退職金を元手に高配当株式への投資を始めたEさん
これまで株式投資に関心があるものの仕事や子育てで投資経験がなかったEさん(65歳)。2019年3月に退職し、時間に余裕ができたので同年6月ごろから退職金3,000万円を元手に、老齢年金にいくらかプラスされることを見込んで、株式投資を始めてみることにしました。株式といっても値上がり益(キャピタルゲイン)を目指すのは難しいと考え、配当(インカムゲイン)を目的とした高配当の日本株を中心に投資をしていきました。
Eさんは自分で選ぶことによって配当を出していない企業もあることや、配当利回りも企業によって異なることに気づきました。

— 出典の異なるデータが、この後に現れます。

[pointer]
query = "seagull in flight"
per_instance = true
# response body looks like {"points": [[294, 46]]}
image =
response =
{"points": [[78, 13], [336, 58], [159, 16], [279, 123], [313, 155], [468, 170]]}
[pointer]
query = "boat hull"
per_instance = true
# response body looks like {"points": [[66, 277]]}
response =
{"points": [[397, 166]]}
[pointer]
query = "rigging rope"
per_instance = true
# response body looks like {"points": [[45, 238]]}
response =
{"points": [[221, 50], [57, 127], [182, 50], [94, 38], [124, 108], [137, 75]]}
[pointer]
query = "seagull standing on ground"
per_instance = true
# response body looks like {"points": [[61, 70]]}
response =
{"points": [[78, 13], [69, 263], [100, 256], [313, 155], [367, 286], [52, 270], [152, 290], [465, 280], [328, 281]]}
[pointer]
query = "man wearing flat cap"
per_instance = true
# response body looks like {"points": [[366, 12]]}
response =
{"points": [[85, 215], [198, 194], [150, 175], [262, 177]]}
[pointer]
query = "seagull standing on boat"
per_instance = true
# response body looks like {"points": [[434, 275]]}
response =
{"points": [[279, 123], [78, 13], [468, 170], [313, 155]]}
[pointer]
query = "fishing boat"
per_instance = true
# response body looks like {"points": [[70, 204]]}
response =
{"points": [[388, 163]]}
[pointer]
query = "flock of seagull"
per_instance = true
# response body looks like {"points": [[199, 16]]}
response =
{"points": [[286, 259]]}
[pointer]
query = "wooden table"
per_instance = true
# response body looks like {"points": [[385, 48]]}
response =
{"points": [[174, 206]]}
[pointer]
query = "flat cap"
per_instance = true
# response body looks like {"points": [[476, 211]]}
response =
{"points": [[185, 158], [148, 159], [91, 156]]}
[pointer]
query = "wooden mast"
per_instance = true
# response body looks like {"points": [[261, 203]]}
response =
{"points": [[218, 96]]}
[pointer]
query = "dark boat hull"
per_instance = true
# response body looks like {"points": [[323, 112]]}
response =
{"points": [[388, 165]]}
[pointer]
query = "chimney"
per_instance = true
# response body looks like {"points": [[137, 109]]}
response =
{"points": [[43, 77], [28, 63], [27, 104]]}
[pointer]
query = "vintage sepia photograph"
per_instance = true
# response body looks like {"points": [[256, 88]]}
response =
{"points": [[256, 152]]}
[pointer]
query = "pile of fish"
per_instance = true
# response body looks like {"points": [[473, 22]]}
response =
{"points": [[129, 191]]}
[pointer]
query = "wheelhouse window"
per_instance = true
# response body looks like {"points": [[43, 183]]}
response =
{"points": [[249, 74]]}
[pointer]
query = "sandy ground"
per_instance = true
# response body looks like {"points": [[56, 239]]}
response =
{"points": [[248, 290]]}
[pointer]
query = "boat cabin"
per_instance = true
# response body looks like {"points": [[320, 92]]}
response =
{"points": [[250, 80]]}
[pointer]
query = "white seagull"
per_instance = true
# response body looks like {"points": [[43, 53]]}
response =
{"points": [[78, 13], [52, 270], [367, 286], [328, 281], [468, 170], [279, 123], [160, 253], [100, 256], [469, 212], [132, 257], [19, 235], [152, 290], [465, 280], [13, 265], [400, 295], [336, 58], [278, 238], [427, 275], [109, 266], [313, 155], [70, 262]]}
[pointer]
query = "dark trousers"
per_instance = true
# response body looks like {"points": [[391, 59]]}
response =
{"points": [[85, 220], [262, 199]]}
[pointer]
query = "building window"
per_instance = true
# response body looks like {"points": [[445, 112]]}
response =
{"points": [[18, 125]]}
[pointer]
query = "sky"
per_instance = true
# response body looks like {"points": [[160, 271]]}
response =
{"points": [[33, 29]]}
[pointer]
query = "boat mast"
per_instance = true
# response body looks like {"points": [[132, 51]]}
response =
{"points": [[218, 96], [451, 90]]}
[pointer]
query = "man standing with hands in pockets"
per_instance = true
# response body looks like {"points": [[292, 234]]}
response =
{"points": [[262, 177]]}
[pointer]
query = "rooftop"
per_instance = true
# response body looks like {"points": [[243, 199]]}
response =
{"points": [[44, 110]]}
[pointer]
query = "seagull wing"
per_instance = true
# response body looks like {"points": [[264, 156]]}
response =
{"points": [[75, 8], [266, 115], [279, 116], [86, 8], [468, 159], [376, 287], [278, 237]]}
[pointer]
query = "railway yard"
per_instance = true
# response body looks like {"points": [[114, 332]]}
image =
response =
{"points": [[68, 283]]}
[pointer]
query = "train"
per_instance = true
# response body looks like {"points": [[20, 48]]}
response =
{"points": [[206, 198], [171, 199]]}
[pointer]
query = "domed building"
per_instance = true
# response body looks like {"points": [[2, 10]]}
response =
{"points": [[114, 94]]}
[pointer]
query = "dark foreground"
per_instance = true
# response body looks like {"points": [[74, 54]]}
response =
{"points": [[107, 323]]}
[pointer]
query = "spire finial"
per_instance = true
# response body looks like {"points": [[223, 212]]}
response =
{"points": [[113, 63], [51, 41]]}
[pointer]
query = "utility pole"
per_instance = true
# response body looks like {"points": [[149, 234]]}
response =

そして、配当利回りが4%と比較的高いと思う企業を中心に投資をしていきました。最初は100万円程度で始めましたが、少しずつ金額も増え1,000万円を投資し、年間で得られる配当金予想額は40万円程度となりました。
1,000万円分の株を追加購入した矢先、コロナ禍で市場が下落…
株式市場も堅調に推移し10月ごろには評価益も8%程度出ており、さらに配当金もあったら嬉しいと考え1,000万円分の配当株を追加購入しました。
ところが投資を始めて9ヵ月が経過した2020年2月。コロナ禍で株式相場状況が悪化し、Eさんの保有株式も10%程度下落したことで含み損が100万円を超えました。
なんとか損した分を取り返そうと500万円の追加投資を決めますが、さらに5%下落。再度500万円を投資し、累計投資金額は退職金と同じ3,000万円となりました。それでも翌月3月にはさらに10%下落。この時点で含み損は500万円を超えてしまいました。
投資した株式の平均配当利回りは4.5%。Eさんは「配当金を受け取り続けても投資金額まで取り戻すのに5年かかってしまう」、「これ以上値下がりしたらどうしよう」と、精神的に参ってしまいました。もう耐えられないと感じたEさんは1,500万円分の株式を損切りすることに。
相場変動とともに一喜一憂
すると4月から株式相場は急回復し6月には下落前の水準に戻りました。「元の値段に戻るなら持ち続けていればよかった」、こう思っても時間を巻き戻すことはできません。さらに業績悪化への懸念から配当を減配する企業も出てきました。
Eさんは、投資を始めるのは簡単でも、日々変化する相場状況のなかで継続することは難しいこと、配当金も必ず得られるものではないことを実感しました。